What just happened? The National Oceanic and Atmospheric Administration (NOAA) in early 2020 announced plans to refresh its aging supercomputer network. On Tuesday, the agency inaugurated its two new machines in Manassas, Virginia, and Phoenix, Arizona.

The Hewlett Packard Enterprise (HPE) Cray supercomputers, dubbed Dogwood and Cactus, were named after flora from their geographic locations. Each is outfitted with 2,560 AMD Epyc Rome 64-core 7742 server CPUs for a combined 327,680 cores that can operate at up to 12.1 petaflops, which is three times faster than NOAA's previous setup.
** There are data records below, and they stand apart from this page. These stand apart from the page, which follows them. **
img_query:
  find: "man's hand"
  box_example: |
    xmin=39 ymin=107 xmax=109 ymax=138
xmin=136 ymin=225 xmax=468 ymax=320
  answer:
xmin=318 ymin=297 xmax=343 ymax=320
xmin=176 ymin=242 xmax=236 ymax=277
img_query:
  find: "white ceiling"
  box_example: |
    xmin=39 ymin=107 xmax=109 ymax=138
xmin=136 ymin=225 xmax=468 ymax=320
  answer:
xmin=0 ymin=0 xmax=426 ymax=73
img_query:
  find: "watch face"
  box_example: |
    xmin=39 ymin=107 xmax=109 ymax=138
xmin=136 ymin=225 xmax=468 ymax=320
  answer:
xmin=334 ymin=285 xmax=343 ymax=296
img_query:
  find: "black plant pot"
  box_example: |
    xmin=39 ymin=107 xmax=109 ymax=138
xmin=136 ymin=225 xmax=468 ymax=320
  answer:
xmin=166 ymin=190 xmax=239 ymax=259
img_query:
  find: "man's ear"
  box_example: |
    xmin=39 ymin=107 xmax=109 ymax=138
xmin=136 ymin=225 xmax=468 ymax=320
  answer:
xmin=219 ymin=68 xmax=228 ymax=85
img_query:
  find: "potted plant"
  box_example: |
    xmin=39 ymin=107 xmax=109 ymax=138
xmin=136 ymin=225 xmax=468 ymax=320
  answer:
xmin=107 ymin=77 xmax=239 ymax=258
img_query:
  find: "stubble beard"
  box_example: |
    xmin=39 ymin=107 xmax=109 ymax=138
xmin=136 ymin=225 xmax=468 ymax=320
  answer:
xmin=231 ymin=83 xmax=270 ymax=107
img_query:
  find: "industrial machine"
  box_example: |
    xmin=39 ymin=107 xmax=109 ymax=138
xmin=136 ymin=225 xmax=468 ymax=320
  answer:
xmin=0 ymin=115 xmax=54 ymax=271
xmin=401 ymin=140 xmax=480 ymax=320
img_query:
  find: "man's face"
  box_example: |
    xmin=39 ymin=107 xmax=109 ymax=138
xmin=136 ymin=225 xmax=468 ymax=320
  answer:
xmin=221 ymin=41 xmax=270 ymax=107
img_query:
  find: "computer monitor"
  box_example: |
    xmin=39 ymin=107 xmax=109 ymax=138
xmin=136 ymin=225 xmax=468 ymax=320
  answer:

The systems currently rank as the 49th and 50th fastest computers in the world and are replacing Cray and IBM supercomputers located in Reston, Virginia, and Orlando, Florida. Coupled with existing machines in Tennessee, West Virginia, Mississippi and Colorado, NOAA's supercomputing capacity now sits at 42 petaflops.

For comparison, the fastest supercomputer in the world is housed at the Oak Ridge National Laboratory in Tennessee. It is capable of a staggering 1.1 exaflops of performance with a peak of 1.69 exaflops.

NOAA Administrator Rick Spinrad said more computing power will enable them to provide the public with more detailed weather forecasts further in advance. Specifically, NOAA will be able to create higher-resolution models that better depict small-scale features such as thunderstorms and produce more individual model simulations to quantify model certainty.

This fall, NOAA will upgrade to the US Global Forecast System (GFS) and prep a new hurricane forecast model called Hurricane Analysis and Forecast System (HAFS) for use during the 2023 hurricane season.